MRD can guide maintenance therapy in FLT3-ITD AML

Blood cancers

By Selina Wellbelove

27 Mar 2024

Measurable residual disease (MRD) can be used to guide prophylactic treatment after allogeneic haematopoietic stem cell transplantation (HSCT) in patients with FLT3-ITD positive acute myeloid leukaemia (AML) to achieve best outcomes, researchers report.

A new, personalised treatment paradigm involving frequent MRD testing pre- and post- HSCT could inform clinicians on which patients would most likely benefit from maintenance therapy with an FLT3 inhibitor, and thus also save those unlikely to benefit from suffering treatment-related toxicities, the data indicate.

International guidelines recommend use of post-HCT maintenance with FLT3 inhibitors to reduce the risk of relapse in AML patients, and some guidelines back off-label use of sorafenib in this clinical setting (link here), as long as patients demonstrate adequate engraftment and start therapy no longer than four months after transplant.

However, findings of a study assessing the FLT3 inhibitor gilteritinib, published in the Journal of Clinical Oncology (link here), suggest that only patients who exhibit detectable MRD peri-transplant stand to benefit from such an approach.

In the international Phase III MORPHO trial, 356 patients with FLT3-ITD AML in first remission were randomly assigned to receive either gilteritinib or placebo post-HSCT.

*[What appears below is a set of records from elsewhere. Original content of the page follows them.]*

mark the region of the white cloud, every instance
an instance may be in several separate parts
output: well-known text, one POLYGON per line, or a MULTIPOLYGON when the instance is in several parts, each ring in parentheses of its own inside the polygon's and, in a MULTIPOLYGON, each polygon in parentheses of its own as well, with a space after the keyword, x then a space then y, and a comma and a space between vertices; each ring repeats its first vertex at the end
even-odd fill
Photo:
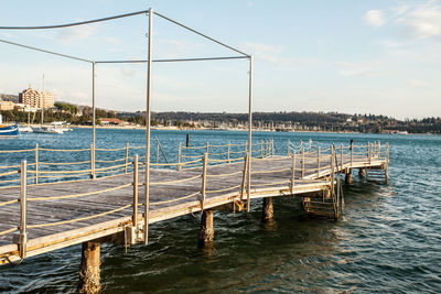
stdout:
POLYGON ((337 62, 335 65, 340 68, 342 76, 378 76, 383 70, 384 63, 380 61, 369 62, 337 62))
POLYGON ((406 35, 415 39, 441 36, 441 7, 429 1, 396 19, 404 24, 406 35))
POLYGON ((94 35, 97 31, 96 26, 93 25, 77 25, 69 26, 61 31, 56 39, 58 39, 64 44, 69 44, 74 41, 84 40, 94 35))
POLYGON ((279 68, 298 69, 301 65, 305 64, 323 64, 318 58, 294 58, 284 55, 284 46, 269 45, 263 43, 246 42, 240 44, 240 47, 251 54, 256 59, 268 62, 279 68))
POLYGON ((364 20, 372 26, 381 26, 386 23, 384 12, 381 10, 369 10, 365 13, 364 20))
POLYGON ((413 87, 427 87, 430 85, 429 81, 422 79, 410 79, 409 84, 413 87))

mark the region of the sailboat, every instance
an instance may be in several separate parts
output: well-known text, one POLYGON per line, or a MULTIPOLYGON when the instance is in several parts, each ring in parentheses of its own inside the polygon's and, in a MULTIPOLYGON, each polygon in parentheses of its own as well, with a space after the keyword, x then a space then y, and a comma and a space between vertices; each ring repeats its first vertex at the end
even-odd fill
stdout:
POLYGON ((0 115, 0 138, 17 138, 19 135, 19 128, 17 127, 17 123, 12 126, 6 126, 2 124, 2 117, 0 115))

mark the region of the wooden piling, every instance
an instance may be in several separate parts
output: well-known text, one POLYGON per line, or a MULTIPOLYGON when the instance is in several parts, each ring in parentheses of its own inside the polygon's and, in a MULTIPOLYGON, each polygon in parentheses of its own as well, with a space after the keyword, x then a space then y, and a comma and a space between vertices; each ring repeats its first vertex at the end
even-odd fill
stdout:
POLYGON ((39 144, 35 144, 35 184, 39 184, 39 144))
POLYGON ((96 174, 95 174, 95 146, 94 144, 90 144, 90 178, 95 179, 96 174))
POLYGON ((203 166, 202 166, 202 188, 201 188, 201 209, 204 210, 204 203, 205 203, 205 190, 206 190, 206 167, 208 165, 208 153, 204 154, 203 166))
POLYGON ((26 206, 28 206, 28 164, 26 160, 21 161, 20 167, 20 259, 26 257, 28 230, 26 230, 26 206))
POLYGON ((272 207, 272 197, 265 197, 262 202, 262 221, 268 221, 275 216, 275 209, 272 207))
POLYGON ((304 150, 301 148, 300 152, 302 153, 302 170, 300 171, 300 177, 303 179, 304 176, 304 150))
POLYGON ((133 159, 133 217, 132 225, 133 227, 138 227, 138 185, 139 185, 139 176, 138 176, 138 154, 135 155, 133 159))
POLYGON ((206 246, 214 240, 213 210, 204 210, 201 216, 200 246, 206 246))
POLYGON ((320 146, 318 146, 318 178, 320 178, 320 146))
POLYGON ((292 153, 291 185, 290 185, 291 194, 293 194, 294 192, 294 177, 295 177, 295 152, 292 153))
POLYGON ((386 142, 385 146, 385 183, 389 181, 389 143, 386 142))
POLYGON ((352 168, 346 168, 345 182, 346 182, 346 184, 348 184, 348 185, 352 184, 352 168))
POLYGON ((125 161, 125 174, 127 174, 127 165, 129 164, 129 143, 126 143, 126 161, 125 161))
POLYGON ((176 170, 181 171, 181 142, 179 143, 178 146, 178 164, 176 164, 176 170))
POLYGON ((244 171, 241 173, 240 200, 244 200, 245 184, 247 183, 247 172, 248 172, 248 154, 245 154, 245 156, 244 156, 244 171))
POLYGON ((351 166, 354 164, 354 142, 351 140, 351 166))
POLYGON ((157 140, 157 170, 159 168, 159 141, 157 140))
POLYGON ((365 177, 365 167, 358 168, 358 177, 359 177, 359 178, 365 177))
POLYGON ((77 287, 78 293, 89 294, 99 293, 101 291, 99 249, 99 242, 83 242, 79 283, 77 287))
POLYGON ((232 148, 232 144, 230 144, 230 142, 228 141, 228 144, 227 144, 227 162, 228 162, 228 163, 232 162, 232 161, 229 160, 229 150, 230 150, 230 148, 232 148))

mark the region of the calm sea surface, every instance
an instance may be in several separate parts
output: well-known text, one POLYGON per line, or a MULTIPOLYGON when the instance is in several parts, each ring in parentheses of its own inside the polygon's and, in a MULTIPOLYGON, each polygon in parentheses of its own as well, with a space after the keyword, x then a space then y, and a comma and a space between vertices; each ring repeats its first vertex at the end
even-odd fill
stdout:
MULTIPOLYGON (((153 131, 169 160, 191 133, 193 145, 243 142, 246 132, 153 131)), ((215 213, 215 243, 197 249, 198 216, 150 227, 150 244, 101 247, 104 293, 440 293, 441 292, 441 138, 434 135, 270 133, 279 153, 287 141, 329 145, 381 141, 390 144, 389 183, 358 179, 345 186, 346 213, 329 221, 305 216, 298 198, 275 199, 275 220, 260 222, 261 202, 251 213, 215 213)), ((98 148, 144 143, 138 130, 97 130, 98 148)), ((24 134, 1 140, 0 150, 87 148, 90 130, 64 135, 24 134)), ((140 154, 142 152, 139 150, 140 154)), ((123 153, 123 152, 122 152, 123 153)), ((122 154, 121 153, 121 154, 122 154)), ((17 154, 17 153, 15 153, 17 154)), ((108 155, 120 157, 119 155, 108 155)), ((155 151, 152 151, 154 161, 155 151)), ((0 165, 21 155, 0 154, 0 165)), ((31 156, 31 155, 28 155, 31 156)), ((41 160, 57 161, 53 154, 41 160)), ((60 155, 58 156, 66 156, 60 155)), ((71 155, 69 155, 71 156, 71 155)), ((64 159, 77 161, 88 154, 64 159)), ((32 157, 28 159, 32 161, 32 157)), ((0 292, 74 293, 80 246, 0 268, 0 292)))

More than half of patients had FLT3-ITD AML MRD pre- or post-HCT detected by highly sensitive new assays using sequential polymerase chain reaction (PCR) and next-generation sequencing (NGS).

Overall, although relapse-free survival (RFS) was higher in the gilteritinib arm, the difference was not statistically significant (hazard ratio [HR] 0.7 [95% CI, 0.459 to 1.005]; two-sided p=0.0518).

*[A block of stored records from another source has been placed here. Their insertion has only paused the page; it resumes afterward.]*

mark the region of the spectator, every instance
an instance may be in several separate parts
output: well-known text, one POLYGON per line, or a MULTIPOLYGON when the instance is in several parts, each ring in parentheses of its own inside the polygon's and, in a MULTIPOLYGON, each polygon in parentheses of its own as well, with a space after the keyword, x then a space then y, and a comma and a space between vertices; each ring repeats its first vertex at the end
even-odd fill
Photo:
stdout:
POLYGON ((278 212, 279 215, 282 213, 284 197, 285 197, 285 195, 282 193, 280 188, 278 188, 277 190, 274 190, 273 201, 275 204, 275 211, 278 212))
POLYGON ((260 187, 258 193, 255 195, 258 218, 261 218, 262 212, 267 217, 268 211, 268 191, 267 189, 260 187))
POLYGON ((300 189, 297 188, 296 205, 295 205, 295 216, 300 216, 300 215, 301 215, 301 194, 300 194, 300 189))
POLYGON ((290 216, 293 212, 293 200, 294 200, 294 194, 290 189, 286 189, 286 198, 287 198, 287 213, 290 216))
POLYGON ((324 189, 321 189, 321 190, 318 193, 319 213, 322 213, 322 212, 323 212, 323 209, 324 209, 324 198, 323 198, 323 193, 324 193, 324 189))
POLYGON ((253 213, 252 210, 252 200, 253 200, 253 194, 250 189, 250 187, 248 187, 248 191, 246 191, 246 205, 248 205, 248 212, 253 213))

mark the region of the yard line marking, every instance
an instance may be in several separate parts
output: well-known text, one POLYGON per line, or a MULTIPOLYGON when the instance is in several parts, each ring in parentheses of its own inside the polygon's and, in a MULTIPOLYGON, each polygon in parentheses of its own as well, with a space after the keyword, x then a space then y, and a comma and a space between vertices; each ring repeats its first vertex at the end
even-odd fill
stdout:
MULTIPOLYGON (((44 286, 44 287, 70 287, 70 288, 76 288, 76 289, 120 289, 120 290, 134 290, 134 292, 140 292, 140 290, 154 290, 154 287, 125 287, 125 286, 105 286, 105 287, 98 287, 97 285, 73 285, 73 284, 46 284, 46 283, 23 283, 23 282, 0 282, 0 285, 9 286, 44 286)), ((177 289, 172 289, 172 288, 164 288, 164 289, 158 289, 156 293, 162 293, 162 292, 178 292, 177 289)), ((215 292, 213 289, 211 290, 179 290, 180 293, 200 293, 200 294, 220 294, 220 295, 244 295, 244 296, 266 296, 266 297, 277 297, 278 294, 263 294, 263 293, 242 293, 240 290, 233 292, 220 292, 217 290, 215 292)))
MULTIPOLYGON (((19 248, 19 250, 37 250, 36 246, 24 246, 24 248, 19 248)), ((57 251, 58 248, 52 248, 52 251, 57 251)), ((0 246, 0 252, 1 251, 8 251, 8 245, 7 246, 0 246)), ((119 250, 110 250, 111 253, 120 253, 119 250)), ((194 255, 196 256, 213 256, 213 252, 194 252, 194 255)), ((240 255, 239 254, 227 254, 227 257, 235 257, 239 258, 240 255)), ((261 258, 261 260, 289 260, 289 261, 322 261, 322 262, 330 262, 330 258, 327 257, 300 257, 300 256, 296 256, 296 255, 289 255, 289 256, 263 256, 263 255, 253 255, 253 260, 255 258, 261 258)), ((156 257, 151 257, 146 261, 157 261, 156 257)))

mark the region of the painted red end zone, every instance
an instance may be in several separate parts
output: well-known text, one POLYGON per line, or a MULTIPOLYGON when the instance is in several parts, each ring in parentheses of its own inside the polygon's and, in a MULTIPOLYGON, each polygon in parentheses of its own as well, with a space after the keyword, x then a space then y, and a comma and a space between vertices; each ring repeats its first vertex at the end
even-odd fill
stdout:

However, a significant RFS benefit from the drug was observed in patients with detectable peri-transplant MRD (HR 0.5 [95% CI, 0.316 to 0.838]; p=0.0065), and not in those without detectable MRD (HR 1.213 [95% CI, 0.616 to 2.387]; p=0.575).

“Participants in deep remissions did not benefit from maintenance gilteritinib and were therefore exposed unnecessarily to its potential toxicity,” the authors noted.

A linked editorial said that “while multiple retrospective and prospective studies have confirmed the importance of MRD for prognostication in AML, these data are the first to establish it as a predictive biomarker which should guide therapeutic decision making in fit adults with AML, a model now widely used in acute lymphoblastic leukaemia”.

“These important data establish gilteritinib as the standard of care in this patient population and convincingly demonstrate both the potential of tolerable pharmacological maintenance strategies to improve the outcome of patients allografted for AML and also the pivotal role of peritransplant MRD as a predictive factor in AML transplant decision making,” the authors wrote.

The results also “highlight that allo-HSCT should be viewed as a pivotal component of an integrated total therapy pathway in AML consisting of induction/consolidation chemotherapy, transplant, and post-transplant interventions,” they said.

According to the authors, the findings have also “validated the utility of FLT3-ITD mutations as useful markers of MRD with clear implications for intervention”.

“These findings are practice-changing, and further study of the data from this trial is likely to yield more insights into the biology and management of this disease,” they said.